The answer, in part, is that ‘the Daintree’ doesn’t have Icelandic waterfalls, nor Patagonian peaks, nor Antarctic ice flows, nor other easily accessed spectacular spectacles. Though far away it is not a photographic safari. The Daintree is also downright hard to photograph. In other words, being without typical magnificent photographic ‘distractions’, it can therefore be an exercise in distancing ourselves from distractions, including those of our everyday lives, in order to concentrate on ‘being an artist’ and what that might mean in the 21st century. In short, the Daintree is an art-school where we can momentarily be out of the ‘line of fire’ and without prejudice work on our aptitude and priorities before returning to the ‘heat of the moment’.

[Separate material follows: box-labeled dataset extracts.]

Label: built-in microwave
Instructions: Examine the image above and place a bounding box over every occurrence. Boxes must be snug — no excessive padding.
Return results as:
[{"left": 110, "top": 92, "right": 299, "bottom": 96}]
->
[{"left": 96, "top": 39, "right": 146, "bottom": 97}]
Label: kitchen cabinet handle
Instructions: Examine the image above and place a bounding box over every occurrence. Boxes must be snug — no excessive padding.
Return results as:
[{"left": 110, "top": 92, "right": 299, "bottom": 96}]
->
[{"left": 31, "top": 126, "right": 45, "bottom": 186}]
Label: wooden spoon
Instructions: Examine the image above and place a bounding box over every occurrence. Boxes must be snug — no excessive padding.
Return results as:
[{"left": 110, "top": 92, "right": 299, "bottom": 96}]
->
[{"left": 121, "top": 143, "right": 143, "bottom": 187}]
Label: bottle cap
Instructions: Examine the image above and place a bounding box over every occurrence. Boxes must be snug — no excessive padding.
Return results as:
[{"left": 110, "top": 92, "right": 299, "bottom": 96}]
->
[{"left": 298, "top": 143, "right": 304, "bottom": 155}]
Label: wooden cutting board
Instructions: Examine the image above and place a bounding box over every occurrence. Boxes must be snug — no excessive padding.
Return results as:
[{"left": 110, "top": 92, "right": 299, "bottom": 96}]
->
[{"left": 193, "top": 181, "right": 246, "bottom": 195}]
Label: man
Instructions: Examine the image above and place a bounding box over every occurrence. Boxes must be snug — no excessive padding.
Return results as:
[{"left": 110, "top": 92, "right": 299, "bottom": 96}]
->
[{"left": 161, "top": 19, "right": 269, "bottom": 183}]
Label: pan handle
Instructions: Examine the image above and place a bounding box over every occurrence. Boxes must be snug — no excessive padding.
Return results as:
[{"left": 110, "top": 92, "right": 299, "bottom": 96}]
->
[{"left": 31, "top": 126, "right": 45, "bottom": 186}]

There is also the answer that ‘the Daintree’ is rare, ancient, World Heritage listed, ecologically-sensitive, and hard to make sense of. The site of the workshop, the James Cook University Daintree Rainforest Observatory (DRO) and its dormitory accommodation, is also not about exclusiveness or privilege, but about coming together, belonging, and community building. The Daintree and DRO therefore take us out of our everyday commonsense, our expectations and comfort zone, and remembers that to share something is to more than double its worth. It is about what it means to indulge in things that matter the most to us, such as our creativity, and the responsibility we have to share knowledge, skills and thinking as a way of acting on our feelings and questioning our beliefs.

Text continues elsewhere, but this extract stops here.